One interesting application of a robust location estimator is in
computing reference rates on OTC markets. Traders on an OTC market
know the ruling price but others do not. So an information agency asks
a bunch of dealers what the price is.

Dealers typically have positions on the market and have an incentive
to lie. Hence, it's useful to have a robust location estimator. The
British Bankers Association has used a `fixed trimmed mean' where the
four most extreme observations are thrown away and the average of the
remainder is used as the `reference rate' of the market. This is the
method underlying LIBOR.

A while ago, Donald Lien and John Cita suggested that it would make
more sense to experiment with a few different levels of trimming, and
pick the one where the standard deviation of the trimmed mean
(obtained through the bootstrap) is the lowest. They termed this the
`adaptive trimmed mean' or the ATM.

One advantage of the above two ideas is that they are simple to
explain to regulators and traders.

My question is: How far can contemporary knowledge in robust
statistics improve upon this scheme? If one uses robustbase::lmrob(x ~
1) and gets a location estimator, would it be much better?

Here is some data for experimentation:

  load(url("http://www.mayin.org/ajayshah/tmp/all.rda"))

This gives you an object "all" which has 44 columns of data. Each of
these columns is one set of values obtained from a bunch of dealers.

I did:

  library(refrate)
  results <- matrix(NA, nrow=length(fileslist), ncol=4)
  colnames(results) <- c("lmrob","median","atm","mean")
  for (i in 1:length(fileslist)) {
    tmp <- na.omit(all[,i])
    a <- try(lmrob(tmp ~ 1)$coefficients)
    result <- NA
    if (class(a) != "try-error") {result <- a}
    results[i,] <- c(result,
                     median(tmp),
                     referencerate(tmp)["atm"],
                     mean(tmp))
  }
  cor(results, use="pairwise.complete.obs")

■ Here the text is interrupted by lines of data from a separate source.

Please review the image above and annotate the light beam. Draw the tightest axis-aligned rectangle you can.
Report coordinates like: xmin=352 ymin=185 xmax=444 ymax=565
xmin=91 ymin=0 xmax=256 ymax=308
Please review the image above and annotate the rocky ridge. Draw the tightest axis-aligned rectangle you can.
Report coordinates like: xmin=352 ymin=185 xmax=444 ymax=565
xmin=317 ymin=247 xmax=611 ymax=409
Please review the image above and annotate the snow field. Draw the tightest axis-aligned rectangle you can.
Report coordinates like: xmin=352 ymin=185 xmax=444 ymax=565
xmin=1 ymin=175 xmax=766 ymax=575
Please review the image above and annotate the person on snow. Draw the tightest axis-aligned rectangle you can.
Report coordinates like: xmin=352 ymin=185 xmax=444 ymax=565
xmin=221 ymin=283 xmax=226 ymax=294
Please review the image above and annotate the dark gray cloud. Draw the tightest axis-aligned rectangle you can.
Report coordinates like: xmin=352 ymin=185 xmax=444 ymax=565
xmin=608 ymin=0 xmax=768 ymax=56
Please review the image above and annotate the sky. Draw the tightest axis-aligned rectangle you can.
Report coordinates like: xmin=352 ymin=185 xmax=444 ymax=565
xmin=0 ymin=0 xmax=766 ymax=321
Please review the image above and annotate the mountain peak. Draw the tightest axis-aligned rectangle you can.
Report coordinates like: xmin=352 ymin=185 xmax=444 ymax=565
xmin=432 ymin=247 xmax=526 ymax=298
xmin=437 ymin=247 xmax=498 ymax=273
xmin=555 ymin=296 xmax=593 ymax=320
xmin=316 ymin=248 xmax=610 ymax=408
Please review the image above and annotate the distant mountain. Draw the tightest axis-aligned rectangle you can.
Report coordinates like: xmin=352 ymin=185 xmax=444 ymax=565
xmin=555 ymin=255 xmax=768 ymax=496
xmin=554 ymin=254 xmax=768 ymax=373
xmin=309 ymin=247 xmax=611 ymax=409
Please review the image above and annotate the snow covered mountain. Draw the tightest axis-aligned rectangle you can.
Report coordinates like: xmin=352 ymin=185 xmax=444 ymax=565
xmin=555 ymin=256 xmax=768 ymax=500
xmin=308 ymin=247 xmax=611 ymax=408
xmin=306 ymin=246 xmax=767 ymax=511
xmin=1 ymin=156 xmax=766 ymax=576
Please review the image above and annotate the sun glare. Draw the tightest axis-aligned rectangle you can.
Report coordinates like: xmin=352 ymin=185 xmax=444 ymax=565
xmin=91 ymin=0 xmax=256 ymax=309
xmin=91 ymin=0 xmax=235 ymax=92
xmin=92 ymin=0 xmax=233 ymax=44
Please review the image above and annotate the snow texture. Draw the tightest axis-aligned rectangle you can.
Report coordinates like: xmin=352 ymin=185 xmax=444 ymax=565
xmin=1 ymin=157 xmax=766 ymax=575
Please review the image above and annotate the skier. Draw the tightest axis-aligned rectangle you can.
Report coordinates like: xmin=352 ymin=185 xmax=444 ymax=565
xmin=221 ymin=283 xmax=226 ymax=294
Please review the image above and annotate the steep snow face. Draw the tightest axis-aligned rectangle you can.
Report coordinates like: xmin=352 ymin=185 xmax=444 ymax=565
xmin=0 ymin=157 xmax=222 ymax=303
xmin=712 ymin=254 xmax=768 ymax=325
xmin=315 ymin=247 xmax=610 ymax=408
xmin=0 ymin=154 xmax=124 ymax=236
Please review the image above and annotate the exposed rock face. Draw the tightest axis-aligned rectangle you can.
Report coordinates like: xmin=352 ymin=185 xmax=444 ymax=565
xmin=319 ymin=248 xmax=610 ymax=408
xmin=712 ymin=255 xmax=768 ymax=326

where the function referencerate() implements the Lien/Cita scheme
described above. (I can email you this code if there is interest). I
have two findings:

(a) lmrob() often breaks. It shouldn't. I have sent in one bug report.

(b) The correlation matrix shows very high correlations:

             lmrob    median       atm      mean
  lmrob  1.0000000 
  median 0.9998192 1.0000000 
  atm    0.9999741 0.9998113 1.0000000 
  mean   0.9993983 0.9994536 0.9996133 1.0000000

The correlations with the ATM are: lmrob > median > mean. So lmrob()
and the ATM seem to agree a lot.

Looking deeper, an important feature in this (financial) application
is that dealers should not see a location estimator where a small
cartel can produce a large distort the price. So their gains from
forming a cartel should be low. Would lmrob() be much different from
the ATM in this?

-- 
Ajay Shah                                      http://www.mayin.org/ajayshah  
ajayshah using mayin.org                             http://ajayshahblog.blogspot.com
<*(:-? - wizard who doesn't know the answer.